Una cosa no les gustó a las damas: se inclinaba constantemente hacia delante, especialmente al principio de su discurso, no exactamente haciendo reverencias, sino como si fuera a abalanzarse sobre sus oyentes, doblando su larga columna por la mitad, como si tuviera un resorte en el medio que le permitiera inclinarse casi en ángulo recto.

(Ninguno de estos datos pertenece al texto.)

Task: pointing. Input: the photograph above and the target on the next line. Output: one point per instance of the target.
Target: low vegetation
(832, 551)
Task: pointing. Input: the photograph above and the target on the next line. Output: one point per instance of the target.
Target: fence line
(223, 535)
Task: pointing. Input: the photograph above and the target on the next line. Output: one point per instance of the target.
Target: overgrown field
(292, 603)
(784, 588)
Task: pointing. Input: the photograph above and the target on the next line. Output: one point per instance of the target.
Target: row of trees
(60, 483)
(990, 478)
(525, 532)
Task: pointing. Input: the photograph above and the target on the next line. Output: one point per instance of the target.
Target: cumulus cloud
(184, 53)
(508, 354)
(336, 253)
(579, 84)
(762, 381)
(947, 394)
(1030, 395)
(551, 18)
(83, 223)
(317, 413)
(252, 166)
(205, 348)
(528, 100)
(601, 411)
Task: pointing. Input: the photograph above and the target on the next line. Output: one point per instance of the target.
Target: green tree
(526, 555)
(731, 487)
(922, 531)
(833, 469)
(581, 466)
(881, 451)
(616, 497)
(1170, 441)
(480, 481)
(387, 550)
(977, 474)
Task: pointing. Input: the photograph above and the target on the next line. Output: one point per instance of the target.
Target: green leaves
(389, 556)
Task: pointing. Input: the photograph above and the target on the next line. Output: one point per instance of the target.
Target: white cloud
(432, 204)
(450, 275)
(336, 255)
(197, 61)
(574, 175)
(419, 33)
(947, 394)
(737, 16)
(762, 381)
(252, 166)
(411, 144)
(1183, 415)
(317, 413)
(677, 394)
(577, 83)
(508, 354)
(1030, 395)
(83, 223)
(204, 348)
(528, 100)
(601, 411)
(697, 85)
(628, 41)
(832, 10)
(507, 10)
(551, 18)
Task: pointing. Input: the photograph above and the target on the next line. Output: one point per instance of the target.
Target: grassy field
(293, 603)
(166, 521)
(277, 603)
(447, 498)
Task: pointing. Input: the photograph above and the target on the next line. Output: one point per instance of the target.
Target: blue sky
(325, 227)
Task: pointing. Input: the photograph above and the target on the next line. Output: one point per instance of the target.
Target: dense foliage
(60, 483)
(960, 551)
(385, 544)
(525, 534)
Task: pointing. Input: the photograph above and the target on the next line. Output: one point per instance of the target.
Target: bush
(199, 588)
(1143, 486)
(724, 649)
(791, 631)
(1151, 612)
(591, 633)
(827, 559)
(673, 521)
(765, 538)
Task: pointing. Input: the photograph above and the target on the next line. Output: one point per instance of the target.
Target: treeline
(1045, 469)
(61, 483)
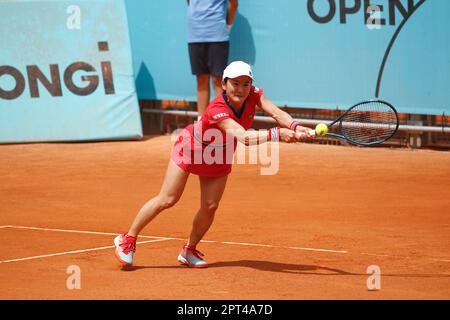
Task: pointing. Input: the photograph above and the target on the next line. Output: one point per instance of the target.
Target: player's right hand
(287, 135)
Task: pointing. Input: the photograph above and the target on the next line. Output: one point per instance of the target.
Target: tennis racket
(366, 123)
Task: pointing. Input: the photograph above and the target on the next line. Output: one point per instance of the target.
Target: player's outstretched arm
(253, 137)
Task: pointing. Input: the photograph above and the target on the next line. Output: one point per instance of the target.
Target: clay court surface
(308, 232)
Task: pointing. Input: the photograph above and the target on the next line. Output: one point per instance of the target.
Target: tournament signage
(310, 53)
(66, 72)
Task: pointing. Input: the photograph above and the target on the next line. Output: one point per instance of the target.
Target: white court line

Al principio de su discurso habló de forma más bien inconexa, sin sistema, por decirlo así, tratando los hechos por separado, aunque al final estos hechos formaban un todo.

Su discurso podía dividirse en dos partes; la primera consistía en una crítica para refutar la acusación, a veces maliciosa y sarcástica. Pero en la segunda mitad cambió repentinamente de tono, e incluso de modales, y se elevó de inmediato al pathos. El público parecía estar esperándolo y vibró de entusiasmo.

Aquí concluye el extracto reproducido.